6 Comments
User's avatar
Frank Corrigan's avatar

Very nicely communicated => “learning Python” increasingly means learning to think about architecture and workflows: how do you want data to flow, what should update automatically, how should pieces connect, what should you test? You no longer need to master syntax to work in these ecosystems.

Dan Elton's avatar

Nobody is actually writing code anymore. So just have the AI write Python!

Abigail Haddad's avatar

I appreciate your much shorter version of my post!

Colm's avatar

Liked the examples of code provided - technically this post is “just use python and sql”! I agree with the idea that making the data and code public is essential nowadays. Reproducibility is a real issue as newspapers, for example, start to use AI to assist in data analysis pieces. I recently wrote to one publication to see if they had released their prompts and code publicly, assuming they would have a GitHub and was informed they considered this to be IP and wouldn’t share! Hard to know what to make of research in this sort of environment

Matt's avatar

It's fucking embarrassing that people still use any of those tools. Python is the modern choice. R has more advanced statistical packages than any of the proprietary systems. There's just no excuse.

It should become popular to pass state laws that public university econ pros get fired if they use Stata and biostats/PH profs are fired if they use SAS.

Mamadou S Diallo's avatar

This piece captures something that’s often missed in the “Python vs. Stata/SAS” debate: the real difference isn’t syntax or even cost, it’s infrastructure.

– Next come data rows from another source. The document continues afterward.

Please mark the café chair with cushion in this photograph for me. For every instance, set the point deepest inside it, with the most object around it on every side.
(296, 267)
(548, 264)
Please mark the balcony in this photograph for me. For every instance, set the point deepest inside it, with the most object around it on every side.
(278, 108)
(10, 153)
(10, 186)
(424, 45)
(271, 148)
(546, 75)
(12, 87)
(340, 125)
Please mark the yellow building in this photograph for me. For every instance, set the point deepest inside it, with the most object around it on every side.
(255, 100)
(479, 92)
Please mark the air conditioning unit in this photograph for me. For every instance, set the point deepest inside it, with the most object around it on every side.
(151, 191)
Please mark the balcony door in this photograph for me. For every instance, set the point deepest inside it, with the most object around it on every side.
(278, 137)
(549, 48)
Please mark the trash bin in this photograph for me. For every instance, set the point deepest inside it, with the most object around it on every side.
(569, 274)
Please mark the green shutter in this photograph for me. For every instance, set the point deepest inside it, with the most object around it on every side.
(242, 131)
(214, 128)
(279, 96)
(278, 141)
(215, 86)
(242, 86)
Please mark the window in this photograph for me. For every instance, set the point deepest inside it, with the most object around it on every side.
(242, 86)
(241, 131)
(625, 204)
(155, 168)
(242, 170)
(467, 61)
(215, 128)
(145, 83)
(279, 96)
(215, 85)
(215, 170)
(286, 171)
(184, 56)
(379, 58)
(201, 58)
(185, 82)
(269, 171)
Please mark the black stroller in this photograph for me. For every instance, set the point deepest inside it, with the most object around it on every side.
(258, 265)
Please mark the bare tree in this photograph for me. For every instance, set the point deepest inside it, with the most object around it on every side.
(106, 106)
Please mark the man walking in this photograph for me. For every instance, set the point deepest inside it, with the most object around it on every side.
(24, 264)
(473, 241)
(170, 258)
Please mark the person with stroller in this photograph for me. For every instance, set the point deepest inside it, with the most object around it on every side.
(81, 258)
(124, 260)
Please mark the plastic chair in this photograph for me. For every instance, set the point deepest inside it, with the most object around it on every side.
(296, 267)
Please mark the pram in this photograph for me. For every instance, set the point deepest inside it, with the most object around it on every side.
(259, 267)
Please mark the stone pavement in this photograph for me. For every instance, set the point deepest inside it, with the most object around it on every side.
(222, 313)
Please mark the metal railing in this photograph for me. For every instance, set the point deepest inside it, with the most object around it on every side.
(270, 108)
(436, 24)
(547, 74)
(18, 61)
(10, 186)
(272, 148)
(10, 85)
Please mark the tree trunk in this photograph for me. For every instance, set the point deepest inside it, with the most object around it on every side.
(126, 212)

What you describe with the OPM data is exactly the gap between availability and usability. Releasing hundreds of files via one-by-one downloads technically satisfies openness, but it doesn’t support reproducibility, auditing, or longitudinal workflows. Once you move into a Python-centric ecosystem, you’re no longer just “analyzing data” — you’re building a pipeline that can be rerun, inspected, and shared.

I also appreciate the emphasis on the broader lifecycle. In survey and official statistics work, the problem starts before analysis: questionnaires, skip logic, and metadata are still treated as static documents rather than versioned software artifacts. That’s where a lot of irreproducibility creeps in.

Python makes it possible to treat the entire chain — instrument design, data ingestion, validation, analysis, and publication — as one coherent system. That’s the motivation behind projects like svy (https://svylab.com/docs), not replacing statistics, but modernizing the workflow around them.

The most convincing part of your argument, to me, is that none of this is hypothetical anymore. The tooling exists, the sharing infrastructure exists, and AI assistance has lowered the switching cost dramatically. At this point, sticking with closed, non-programmable ecosystems is more a historical artifact than a technical necessity.